Sir Alex believes his side are better equipped to win the Champions League again than the Reds were in 1999.
United’s Treble season brought unparalleled success to Old Trafford, but the English and European Double last term puts the Reds in a similar position this season.
"The year after 1999 we were very naïve," admitted the boss. "Teams sussed us out tactically; teams like Ajax and Anderlecht played counter-attack on their own grounds which caught us by surprise. We should have changed, but we didn’t and we suffered. We didn’t do well that year.
"This season I think I have a better squad so we can make changes tactically and we have improved that side of our game. Our players have grown up in European football. They’ve become familiar in the way the games can change in Europe."

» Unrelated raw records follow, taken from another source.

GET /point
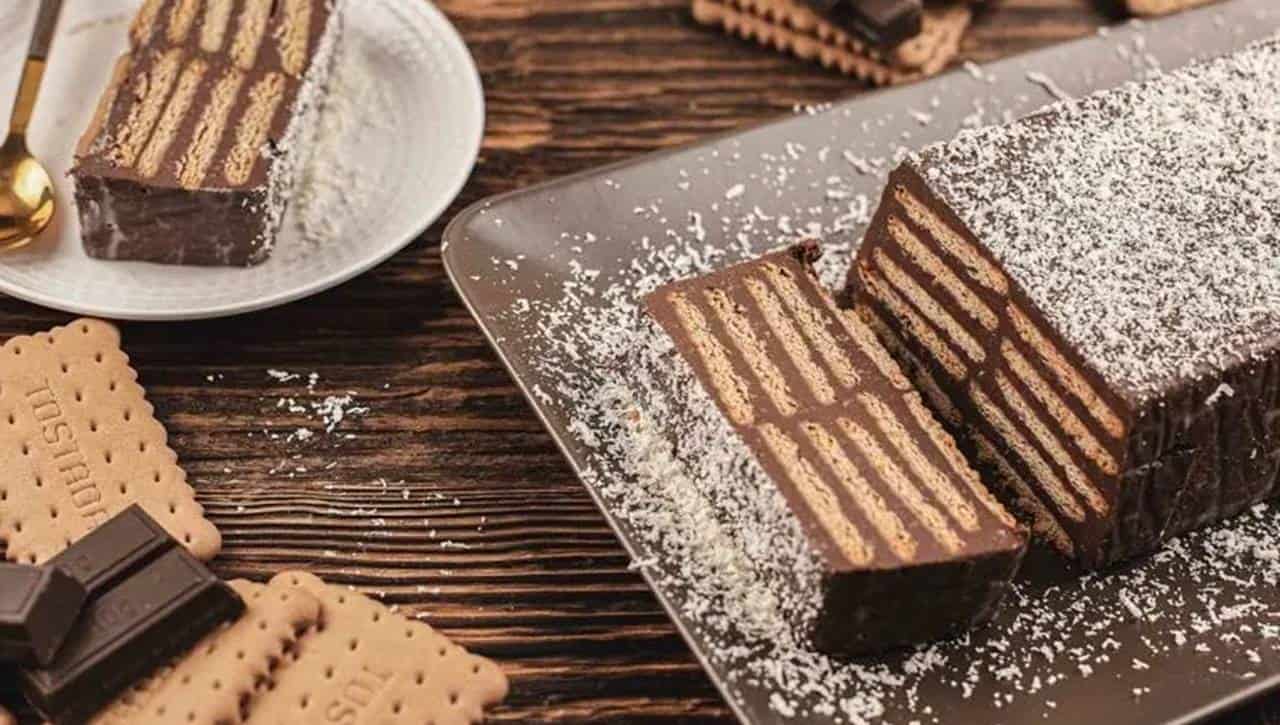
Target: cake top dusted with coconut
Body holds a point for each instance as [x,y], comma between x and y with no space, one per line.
[1142,222]
[205,91]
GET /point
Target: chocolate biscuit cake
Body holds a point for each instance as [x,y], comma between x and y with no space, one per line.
[1093,295]
[192,151]
[897,519]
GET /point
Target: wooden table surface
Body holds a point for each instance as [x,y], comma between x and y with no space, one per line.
[447,497]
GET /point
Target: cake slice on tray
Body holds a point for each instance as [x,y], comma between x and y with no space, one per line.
[1095,291]
[192,153]
[912,545]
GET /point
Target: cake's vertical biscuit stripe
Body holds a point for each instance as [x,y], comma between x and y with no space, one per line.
[145,22]
[1066,374]
[818,496]
[292,36]
[933,520]
[731,390]
[868,345]
[919,374]
[1024,450]
[250,31]
[917,325]
[1051,445]
[208,135]
[264,100]
[791,340]
[213,31]
[868,500]
[748,343]
[1057,407]
[955,459]
[182,18]
[978,267]
[119,73]
[933,265]
[928,306]
[938,484]
[169,123]
[1043,523]
[152,95]
[813,325]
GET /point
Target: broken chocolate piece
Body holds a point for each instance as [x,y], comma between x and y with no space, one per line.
[152,601]
[191,156]
[114,550]
[883,23]
[37,609]
[1096,288]
[887,501]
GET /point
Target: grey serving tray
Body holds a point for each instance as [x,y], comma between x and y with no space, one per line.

United’s task of winning the Champions League is made harder this season by the precedent of no team winning back-to-back titles since the competition’s reformatting in 1992.
"Milan should have won it twice in a row recently, but the main reason that it’s so difficult to win it two years running is that it’s so competitive. You have the best four teams from Spain, Italy and England – it’s a very tough competition. That’s the main reason why a team hasn’t won it twice in a row in its current format."

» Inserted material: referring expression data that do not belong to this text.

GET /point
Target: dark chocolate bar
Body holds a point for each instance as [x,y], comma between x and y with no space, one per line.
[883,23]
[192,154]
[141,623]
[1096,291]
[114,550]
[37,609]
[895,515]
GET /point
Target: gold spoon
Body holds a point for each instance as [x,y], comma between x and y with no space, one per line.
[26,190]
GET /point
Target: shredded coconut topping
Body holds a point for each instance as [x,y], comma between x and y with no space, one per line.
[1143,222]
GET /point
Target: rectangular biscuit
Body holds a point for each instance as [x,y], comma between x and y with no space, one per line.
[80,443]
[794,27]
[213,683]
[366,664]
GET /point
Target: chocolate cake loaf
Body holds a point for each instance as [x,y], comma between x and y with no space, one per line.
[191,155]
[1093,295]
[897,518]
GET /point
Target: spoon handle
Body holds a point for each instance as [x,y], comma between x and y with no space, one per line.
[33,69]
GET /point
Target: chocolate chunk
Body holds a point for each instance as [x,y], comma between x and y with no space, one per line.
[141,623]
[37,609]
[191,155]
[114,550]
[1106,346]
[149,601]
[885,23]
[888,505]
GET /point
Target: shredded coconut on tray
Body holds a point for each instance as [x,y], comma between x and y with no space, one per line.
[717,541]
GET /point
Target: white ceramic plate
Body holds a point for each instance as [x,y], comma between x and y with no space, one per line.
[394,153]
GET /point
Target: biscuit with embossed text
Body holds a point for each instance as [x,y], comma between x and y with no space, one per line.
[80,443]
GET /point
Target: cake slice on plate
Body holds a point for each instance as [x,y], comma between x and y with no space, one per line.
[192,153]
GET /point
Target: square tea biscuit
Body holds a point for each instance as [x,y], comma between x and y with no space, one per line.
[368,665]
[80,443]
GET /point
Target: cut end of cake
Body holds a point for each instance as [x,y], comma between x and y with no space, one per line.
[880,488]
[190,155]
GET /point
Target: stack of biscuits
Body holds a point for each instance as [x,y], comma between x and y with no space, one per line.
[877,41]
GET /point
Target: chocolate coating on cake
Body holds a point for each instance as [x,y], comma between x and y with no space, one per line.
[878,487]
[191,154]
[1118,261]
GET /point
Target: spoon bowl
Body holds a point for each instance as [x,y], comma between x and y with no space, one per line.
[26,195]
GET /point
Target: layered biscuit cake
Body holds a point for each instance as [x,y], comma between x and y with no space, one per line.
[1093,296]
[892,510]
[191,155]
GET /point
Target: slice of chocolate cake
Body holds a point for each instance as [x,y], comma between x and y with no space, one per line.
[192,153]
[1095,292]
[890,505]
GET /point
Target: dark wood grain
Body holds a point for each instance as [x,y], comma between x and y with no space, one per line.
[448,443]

Sir Alex puts Barcelona in with the other three English sides as the teams most likely to contest United’s European crown.
"Barcelona will be a big threat to everyone," he said. "Our experience of playing against them last season was that they are a very difficult team to play against. This season under their new coach Josep Guardiola, they have brought in Daniel Alves and one of my former players, Gerard Pique.

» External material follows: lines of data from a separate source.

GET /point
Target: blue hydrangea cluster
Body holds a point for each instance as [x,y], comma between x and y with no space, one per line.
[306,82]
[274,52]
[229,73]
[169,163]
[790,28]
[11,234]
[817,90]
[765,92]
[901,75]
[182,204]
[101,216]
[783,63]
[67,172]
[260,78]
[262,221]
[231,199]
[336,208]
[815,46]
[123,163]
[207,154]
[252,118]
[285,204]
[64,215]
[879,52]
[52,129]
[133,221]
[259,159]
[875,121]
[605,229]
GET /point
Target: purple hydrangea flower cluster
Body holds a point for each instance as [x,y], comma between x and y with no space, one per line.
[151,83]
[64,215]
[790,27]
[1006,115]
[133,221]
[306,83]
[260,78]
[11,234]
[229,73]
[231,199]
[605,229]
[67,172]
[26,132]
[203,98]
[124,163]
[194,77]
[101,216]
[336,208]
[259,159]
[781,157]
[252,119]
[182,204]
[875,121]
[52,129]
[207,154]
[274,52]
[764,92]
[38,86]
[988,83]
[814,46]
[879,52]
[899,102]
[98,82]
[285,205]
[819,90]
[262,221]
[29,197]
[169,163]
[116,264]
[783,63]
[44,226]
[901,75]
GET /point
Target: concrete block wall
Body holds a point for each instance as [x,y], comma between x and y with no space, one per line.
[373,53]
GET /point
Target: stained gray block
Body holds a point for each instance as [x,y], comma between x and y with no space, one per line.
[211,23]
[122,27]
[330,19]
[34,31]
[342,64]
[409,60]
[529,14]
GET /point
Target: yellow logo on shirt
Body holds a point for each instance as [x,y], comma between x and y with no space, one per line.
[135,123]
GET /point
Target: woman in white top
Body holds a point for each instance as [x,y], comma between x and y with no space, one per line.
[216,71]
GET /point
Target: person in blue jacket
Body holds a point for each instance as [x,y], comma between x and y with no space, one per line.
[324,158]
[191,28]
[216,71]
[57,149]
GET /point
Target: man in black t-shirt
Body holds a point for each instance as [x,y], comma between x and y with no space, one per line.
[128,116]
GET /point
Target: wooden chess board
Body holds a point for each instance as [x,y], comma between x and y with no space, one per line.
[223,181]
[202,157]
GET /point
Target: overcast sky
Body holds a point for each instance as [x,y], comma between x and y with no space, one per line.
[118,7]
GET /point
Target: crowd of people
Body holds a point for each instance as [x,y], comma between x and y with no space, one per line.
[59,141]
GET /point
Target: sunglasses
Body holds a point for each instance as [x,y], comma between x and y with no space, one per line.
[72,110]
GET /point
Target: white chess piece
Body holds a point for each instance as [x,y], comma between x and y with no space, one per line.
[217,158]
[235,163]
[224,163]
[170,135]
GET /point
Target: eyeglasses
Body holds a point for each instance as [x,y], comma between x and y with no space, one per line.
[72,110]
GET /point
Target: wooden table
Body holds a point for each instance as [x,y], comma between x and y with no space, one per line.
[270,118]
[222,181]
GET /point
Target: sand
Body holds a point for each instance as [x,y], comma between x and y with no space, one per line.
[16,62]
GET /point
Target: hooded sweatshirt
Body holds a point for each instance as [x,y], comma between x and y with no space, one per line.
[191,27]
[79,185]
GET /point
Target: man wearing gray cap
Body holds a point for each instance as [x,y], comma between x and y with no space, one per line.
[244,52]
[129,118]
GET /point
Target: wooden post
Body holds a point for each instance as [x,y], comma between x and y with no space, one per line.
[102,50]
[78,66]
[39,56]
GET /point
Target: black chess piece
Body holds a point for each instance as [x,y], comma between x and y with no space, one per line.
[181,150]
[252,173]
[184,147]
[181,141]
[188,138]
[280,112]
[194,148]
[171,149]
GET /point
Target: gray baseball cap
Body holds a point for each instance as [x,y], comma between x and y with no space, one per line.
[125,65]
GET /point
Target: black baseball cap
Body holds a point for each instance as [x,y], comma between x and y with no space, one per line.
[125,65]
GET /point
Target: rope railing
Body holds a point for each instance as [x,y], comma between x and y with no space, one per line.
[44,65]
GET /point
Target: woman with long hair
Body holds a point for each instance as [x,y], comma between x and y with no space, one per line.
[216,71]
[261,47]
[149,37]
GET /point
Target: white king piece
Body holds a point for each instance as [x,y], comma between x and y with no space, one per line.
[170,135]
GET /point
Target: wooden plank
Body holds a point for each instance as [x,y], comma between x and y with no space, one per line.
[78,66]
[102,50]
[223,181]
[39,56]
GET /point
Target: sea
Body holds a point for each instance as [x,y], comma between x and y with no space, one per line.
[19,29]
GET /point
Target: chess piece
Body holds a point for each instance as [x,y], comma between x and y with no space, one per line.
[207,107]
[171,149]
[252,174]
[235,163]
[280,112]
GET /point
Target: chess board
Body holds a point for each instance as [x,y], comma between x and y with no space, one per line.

"They’ve changed the format of their team around and their goals against record this season is much better than it was last season. I think the natural threat to us is Barcelona. But I’ve said in the last two or three years, the English sides have established themselves as a consistent threat to all the other teams."
However, before attentions can turn to winning the competition, the Reds must first get past the hurdle of Group E. Standing in the way on Tuesday night is Villarreal, a team Sir Alex has huge respect for. Chilean coach Manuel Pellegrini has been likened to Sir Alex for the way he has gradually built a team with El Submarino Amarillo (the yellow submarines).
"He’s not as good looking as me," Sir Alex joked with the Spanish press. “The man himself is an example of how a coach can build a team with very little resources. He has created his own identity with his team. You get that with managers like Arsene Wenger at Arsenal, Brian Clough did it at Nottingham Forest and I’ve tried to do it with United. Pellegrini has established himself in this team."
It’s surprising, then, that given the attacking talent on show for both sides that three meetings in recent seasons have all ended in 0-0 draws.
"I don’t think there is any particular reason," adds the boss. "I think that Villarreal have shown what a tremendous side they are over the years. They’ve been second in La Liga twice in the last few years. To do that with a team from a small town, certainly without the resources of Barcelona, Real Madrid or Valencia, has been fantastic. They’re fantastically consistent and we know that we are playing a well-organised side on Tuesday night."